Differences in the number of rare variants detected will also influence F-statistics in addition to heterozygosities. F_ST is dependent on allele frequency, low F_ST is expected for low frequency variants. Consequently, integrating more rare variants ends up adding low F_ST value, and thus lowering the mean F_ST value. The first and most simple consequence will be to make it difficult to compare diversity estimates obtained with different pipelines, an important issue in comparative studies (Ilut et al., 2014; Harvey et al., 2015). Another very “in vogue” approach since the NGS area, is the F_ST outlier detection approach for discovery of genes under selection. A number of F_ST outlier tests have been developed and extensively used for the discovery of candidate genes (Beaumont and Nichols, 1996; Vitalis et al., 2001; Beaumont and Balding, 2004; Foll and Gaggiotti, 2008; Bonhomme et al., 2010; Günther and Coop, 2013; Duforet-Frebourg et al., 2014) and are based on the expected distribution of F_ST. Underestimating rare variants will affect the overall distribution of F_ST and might therefore have an impact on these selection tests.

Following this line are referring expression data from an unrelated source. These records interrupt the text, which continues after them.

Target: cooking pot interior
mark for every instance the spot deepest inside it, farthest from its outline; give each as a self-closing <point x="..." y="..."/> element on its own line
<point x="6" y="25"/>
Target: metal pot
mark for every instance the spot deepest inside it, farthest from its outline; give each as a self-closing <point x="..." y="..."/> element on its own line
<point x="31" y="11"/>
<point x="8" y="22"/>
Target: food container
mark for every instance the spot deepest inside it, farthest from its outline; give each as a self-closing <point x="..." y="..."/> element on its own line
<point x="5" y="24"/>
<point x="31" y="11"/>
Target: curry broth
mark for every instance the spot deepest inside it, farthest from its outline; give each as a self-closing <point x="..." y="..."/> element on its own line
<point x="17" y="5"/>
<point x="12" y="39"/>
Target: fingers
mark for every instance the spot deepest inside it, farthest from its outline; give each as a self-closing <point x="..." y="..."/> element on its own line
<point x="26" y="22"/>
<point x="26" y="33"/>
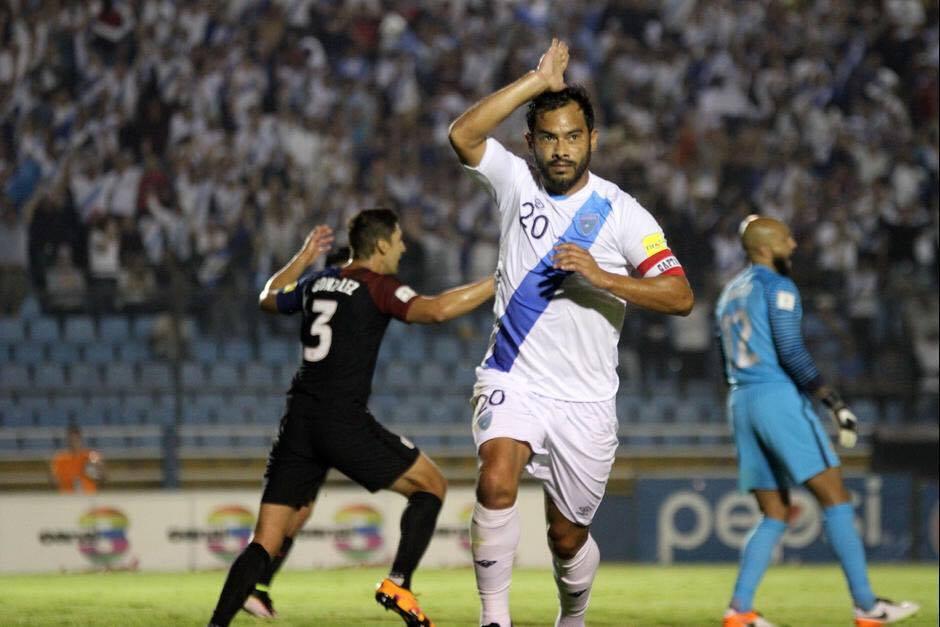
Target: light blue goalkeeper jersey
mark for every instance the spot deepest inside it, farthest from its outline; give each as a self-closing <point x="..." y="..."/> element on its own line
<point x="758" y="316"/>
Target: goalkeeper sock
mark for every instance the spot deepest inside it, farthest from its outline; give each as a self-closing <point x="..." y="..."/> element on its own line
<point x="574" y="578"/>
<point x="276" y="562"/>
<point x="841" y="533"/>
<point x="494" y="534"/>
<point x="241" y="580"/>
<point x="754" y="561"/>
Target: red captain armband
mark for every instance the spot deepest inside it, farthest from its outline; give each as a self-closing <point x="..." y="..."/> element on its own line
<point x="664" y="262"/>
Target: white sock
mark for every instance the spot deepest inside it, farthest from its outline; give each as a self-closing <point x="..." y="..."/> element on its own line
<point x="574" y="578"/>
<point x="495" y="535"/>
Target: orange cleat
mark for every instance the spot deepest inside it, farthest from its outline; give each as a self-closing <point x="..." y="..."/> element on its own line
<point x="391" y="596"/>
<point x="744" y="619"/>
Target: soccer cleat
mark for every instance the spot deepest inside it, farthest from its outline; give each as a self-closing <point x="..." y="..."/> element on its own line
<point x="259" y="604"/>
<point x="734" y="618"/>
<point x="884" y="612"/>
<point x="391" y="596"/>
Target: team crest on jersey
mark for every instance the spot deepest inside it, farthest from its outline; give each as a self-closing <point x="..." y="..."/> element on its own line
<point x="587" y="222"/>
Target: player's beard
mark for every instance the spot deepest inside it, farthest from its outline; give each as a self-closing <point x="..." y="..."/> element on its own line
<point x="560" y="185"/>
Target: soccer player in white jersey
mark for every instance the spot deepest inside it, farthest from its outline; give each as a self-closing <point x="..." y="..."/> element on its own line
<point x="574" y="249"/>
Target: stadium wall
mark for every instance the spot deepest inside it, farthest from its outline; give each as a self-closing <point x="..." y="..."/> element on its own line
<point x="662" y="519"/>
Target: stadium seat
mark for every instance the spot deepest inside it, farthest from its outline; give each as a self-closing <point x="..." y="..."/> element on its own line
<point x="64" y="353"/>
<point x="142" y="327"/>
<point x="79" y="330"/>
<point x="84" y="377"/>
<point x="398" y="377"/>
<point x="44" y="329"/>
<point x="14" y="377"/>
<point x="279" y="351"/>
<point x="193" y="376"/>
<point x="12" y="414"/>
<point x="114" y="329"/>
<point x="260" y="376"/>
<point x="119" y="376"/>
<point x="433" y="377"/>
<point x="28" y="352"/>
<point x="99" y="353"/>
<point x="133" y="351"/>
<point x="446" y="349"/>
<point x="48" y="377"/>
<point x="155" y="376"/>
<point x="12" y="330"/>
<point x="205" y="350"/>
<point x="237" y="351"/>
<point x="224" y="376"/>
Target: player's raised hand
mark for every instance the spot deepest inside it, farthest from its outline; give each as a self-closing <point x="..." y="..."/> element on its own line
<point x="573" y="258"/>
<point x="552" y="65"/>
<point x="318" y="241"/>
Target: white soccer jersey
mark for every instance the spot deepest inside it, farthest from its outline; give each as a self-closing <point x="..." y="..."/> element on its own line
<point x="554" y="332"/>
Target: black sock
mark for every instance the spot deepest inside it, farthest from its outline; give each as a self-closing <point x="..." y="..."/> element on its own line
<point x="242" y="576"/>
<point x="417" y="527"/>
<point x="276" y="562"/>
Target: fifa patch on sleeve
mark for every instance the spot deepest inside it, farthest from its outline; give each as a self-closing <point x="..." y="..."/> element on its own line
<point x="654" y="243"/>
<point x="405" y="293"/>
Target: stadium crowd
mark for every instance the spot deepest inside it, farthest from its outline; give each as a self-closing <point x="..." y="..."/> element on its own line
<point x="159" y="154"/>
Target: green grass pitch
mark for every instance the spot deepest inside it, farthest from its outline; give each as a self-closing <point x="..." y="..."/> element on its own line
<point x="624" y="595"/>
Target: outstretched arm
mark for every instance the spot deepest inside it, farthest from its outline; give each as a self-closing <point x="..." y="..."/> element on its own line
<point x="317" y="242"/>
<point x="468" y="132"/>
<point x="666" y="293"/>
<point x="450" y="304"/>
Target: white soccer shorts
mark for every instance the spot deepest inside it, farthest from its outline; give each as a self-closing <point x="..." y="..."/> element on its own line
<point x="573" y="443"/>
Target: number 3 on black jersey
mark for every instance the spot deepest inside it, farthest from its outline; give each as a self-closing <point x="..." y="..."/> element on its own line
<point x="320" y="329"/>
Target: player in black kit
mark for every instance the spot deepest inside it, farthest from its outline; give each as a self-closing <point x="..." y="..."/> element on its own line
<point x="327" y="424"/>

It is certain that some of the differences in the results of diversity estimates observed between datasets are due to the fact that the UNEAK pipeline interrogates coding and non-coding regions while the TM pipeline only interrogates coding regions. However, like other authors, we previously observed that using APEKI biased SNP discovery toward coding regions (Combosch and Vollmer, 2015; Guajardo et al., 2015). All in all, we believe that the bias in the diversity estimates is mainly the result of the properties of the pipelines. Biased SFS are the result of different parameters including error rate estimation formula and the stringency allowed for TAG merging. An increasing number of studies suggest that genotype calling might no longer be needed for NGS data (Nielsen et al., 2011; Fumagalli et al., 2013; Han et al., 2014). Nielsen et al. (2011) pointed out that, until now, no satisfactory genotype calling algorithm is available that would lead to an unbiased SFS. These authors proposed a direct approach implemented in ANGSD software (Korneliussen et al., 2014) that does not intend to call genotypes and this approach has been extended by a modified PCA (Fumagalli et al., 2013) and admixture estimate approach based on genotype likelihoods (Skotte et al., 2013). However, this software works only with BAM files as input and a reference. Given this limitation, SNPs obtained from the UNEAK pipeline could not be used, whereas our TM pipeline could integrate such analysis.